## Predict the daily buy/sell target variable with respect to the news sentiment

In [None]:
from datetime import datetime

import numpy as np
from pyspark.sql.window import Window

from pyspark.sql import SparkSession
from pyspark.sql.types import *
from pyspark.sql.functions import *
from pyspark.ml.feature import StringIndexer
from pyspark.ml.feature import OneHotEncoder
from pyspark.ml.feature import VectorAssembler
from pyspark.ml.tuning import CrossValidator
from pyspark.ml.tuning import ParamGridBuilder
from pyspark.ml.classification import RandomForestClassifier
from pyspark.ml.classification import LogisticRegression
from pyspark.ml.evaluation import BinaryClassificationEvaluator

from transformers import BertTokenizer, BertForSequenceClassification
from transformers import pipeline

import pandas as pd

spark = SparkSession.builder.getOrCreate()


### Data Processing
- Calculate sentiment score from the new york times new data using FinBert transformer model.
- Calculate percent change in the stock from previous day and calculate labels as buy or sell based on these changes.
- Join the 2 dataframes

In [None]:
@udf
def get_sentiment(text):
    finbert = BertForSequenceClassification.from_pretrained('yiyanghkust/finbert-tone',num_labels=3)
    tokenizer = BertTokenizer.from_pretrained('yiyanghkust/finbert-tone')

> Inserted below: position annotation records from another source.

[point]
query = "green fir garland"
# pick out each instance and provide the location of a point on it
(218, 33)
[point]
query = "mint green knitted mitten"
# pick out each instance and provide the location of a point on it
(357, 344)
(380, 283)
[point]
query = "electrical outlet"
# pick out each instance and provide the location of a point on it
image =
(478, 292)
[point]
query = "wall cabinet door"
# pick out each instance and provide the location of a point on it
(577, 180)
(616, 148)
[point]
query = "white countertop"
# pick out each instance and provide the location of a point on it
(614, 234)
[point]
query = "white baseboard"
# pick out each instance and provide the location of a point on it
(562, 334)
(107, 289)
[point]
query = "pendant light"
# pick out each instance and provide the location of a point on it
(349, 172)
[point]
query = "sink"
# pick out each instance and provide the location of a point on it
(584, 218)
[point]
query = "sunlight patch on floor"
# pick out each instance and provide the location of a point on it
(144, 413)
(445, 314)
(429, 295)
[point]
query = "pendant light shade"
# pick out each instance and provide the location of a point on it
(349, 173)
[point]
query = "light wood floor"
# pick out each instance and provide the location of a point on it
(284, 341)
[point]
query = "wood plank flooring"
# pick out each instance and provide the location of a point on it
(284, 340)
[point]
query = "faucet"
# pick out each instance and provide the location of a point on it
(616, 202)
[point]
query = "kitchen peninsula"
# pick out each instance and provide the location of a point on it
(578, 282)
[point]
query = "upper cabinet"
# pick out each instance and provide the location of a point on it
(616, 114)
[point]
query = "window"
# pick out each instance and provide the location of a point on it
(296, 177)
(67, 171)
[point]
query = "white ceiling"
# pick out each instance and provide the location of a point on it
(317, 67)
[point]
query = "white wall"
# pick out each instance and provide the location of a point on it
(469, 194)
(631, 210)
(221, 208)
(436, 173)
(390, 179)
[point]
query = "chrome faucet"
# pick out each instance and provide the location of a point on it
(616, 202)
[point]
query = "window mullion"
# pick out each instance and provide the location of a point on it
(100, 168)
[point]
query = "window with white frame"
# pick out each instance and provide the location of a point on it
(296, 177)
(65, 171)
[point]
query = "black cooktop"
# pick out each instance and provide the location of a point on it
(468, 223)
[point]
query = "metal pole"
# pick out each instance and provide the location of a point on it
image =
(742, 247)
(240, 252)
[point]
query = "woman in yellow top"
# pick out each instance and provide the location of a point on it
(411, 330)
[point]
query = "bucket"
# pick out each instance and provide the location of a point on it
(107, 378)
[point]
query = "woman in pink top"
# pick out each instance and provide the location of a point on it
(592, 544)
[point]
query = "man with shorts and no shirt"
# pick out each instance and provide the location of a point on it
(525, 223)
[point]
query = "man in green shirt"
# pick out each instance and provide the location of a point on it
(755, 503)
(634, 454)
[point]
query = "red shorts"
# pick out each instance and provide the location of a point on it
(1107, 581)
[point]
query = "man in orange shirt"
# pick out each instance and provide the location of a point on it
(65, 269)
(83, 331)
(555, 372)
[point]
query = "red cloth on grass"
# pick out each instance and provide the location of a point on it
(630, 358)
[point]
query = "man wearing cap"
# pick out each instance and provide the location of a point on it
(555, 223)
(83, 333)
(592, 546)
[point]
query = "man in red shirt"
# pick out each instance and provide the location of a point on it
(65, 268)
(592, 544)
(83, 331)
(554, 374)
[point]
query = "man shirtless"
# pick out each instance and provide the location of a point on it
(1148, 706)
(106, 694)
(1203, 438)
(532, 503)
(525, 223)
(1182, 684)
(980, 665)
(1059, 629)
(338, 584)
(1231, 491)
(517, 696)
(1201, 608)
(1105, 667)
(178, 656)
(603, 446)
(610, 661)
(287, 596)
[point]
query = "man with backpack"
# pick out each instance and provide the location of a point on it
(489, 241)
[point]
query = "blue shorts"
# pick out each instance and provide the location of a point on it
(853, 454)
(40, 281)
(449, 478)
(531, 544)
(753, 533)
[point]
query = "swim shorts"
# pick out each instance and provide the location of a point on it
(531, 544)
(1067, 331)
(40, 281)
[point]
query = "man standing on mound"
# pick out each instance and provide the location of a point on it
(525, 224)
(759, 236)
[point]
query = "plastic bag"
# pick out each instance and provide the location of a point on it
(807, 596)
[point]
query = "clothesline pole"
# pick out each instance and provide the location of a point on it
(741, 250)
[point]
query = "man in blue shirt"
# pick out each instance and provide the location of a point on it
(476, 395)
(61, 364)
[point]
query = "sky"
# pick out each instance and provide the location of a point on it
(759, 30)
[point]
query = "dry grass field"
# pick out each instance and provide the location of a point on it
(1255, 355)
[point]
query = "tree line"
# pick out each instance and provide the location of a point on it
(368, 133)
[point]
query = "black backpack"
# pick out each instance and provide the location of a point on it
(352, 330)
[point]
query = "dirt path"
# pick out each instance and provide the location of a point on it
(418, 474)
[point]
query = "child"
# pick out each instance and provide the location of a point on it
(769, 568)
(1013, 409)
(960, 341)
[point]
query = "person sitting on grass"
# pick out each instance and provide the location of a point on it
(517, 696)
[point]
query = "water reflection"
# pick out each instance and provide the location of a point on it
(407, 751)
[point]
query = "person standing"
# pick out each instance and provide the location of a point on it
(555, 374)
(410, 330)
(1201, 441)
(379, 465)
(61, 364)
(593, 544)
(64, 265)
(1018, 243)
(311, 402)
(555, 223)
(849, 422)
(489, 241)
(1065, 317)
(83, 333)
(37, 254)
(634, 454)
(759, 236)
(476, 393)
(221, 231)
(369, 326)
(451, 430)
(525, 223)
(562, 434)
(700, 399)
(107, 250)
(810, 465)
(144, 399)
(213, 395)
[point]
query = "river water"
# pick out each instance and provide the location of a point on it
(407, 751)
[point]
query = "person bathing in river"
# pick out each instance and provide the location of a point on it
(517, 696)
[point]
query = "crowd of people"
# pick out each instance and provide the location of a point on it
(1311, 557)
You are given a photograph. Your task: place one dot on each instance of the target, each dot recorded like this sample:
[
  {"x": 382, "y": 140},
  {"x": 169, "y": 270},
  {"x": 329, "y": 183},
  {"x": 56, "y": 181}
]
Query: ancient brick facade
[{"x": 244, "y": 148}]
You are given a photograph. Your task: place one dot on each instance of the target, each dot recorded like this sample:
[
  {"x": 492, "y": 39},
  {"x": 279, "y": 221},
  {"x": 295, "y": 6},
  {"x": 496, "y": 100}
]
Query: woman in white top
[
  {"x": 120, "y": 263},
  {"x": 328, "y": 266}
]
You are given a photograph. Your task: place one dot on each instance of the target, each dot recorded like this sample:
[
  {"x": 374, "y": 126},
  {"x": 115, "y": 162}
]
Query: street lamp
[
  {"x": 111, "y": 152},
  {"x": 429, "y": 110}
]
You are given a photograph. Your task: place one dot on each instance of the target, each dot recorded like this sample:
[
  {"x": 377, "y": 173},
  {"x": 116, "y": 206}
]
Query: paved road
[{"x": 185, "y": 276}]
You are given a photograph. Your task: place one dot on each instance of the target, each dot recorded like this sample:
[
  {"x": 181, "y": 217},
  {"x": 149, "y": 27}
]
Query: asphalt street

    nlp = pipeline("sentiment-analysis", model=finbert, tokenizer=tokenizer)
    results = nlp(text.split('.'))
#     for r in results
    df_res = pd.DataFrame(results)
    sents = df_res[df_res['label']!='Neutral'].groupby(by='label', as_index=False).count().sort_values(by='score', ascending=False)
    score = 0
    for i,v in sents.iterrows():
        if 'Positive' in v['label']:
            score+=v['score']
        elif 'Negative' in v['label']:
            score-=v['score']
#     pos = list(sents[sents['label']=='Positive'].score)[0]
#     neg = list(sents[sents['label']=='Negative'].score)[0]
#     neg = list(sents[sents['label']=='Neutral'].score)[0]
    return score

@udf('int')
def convert(close_change):
    if close_change>=0:
        return 0
    else:
        return 1

In [None]:
mongo_username = "####"
mongo_password =  "####"
mongo_ip_address = "g14cluster.tlbgg.mongodb.net"
database_name = "g14_db"
collection_name = "nyt_news"
connection_string = f"mongodb+srv://{mongo_username}:{mongo_password}@{mongo_ip_address}/{database_name}.{collection_name}"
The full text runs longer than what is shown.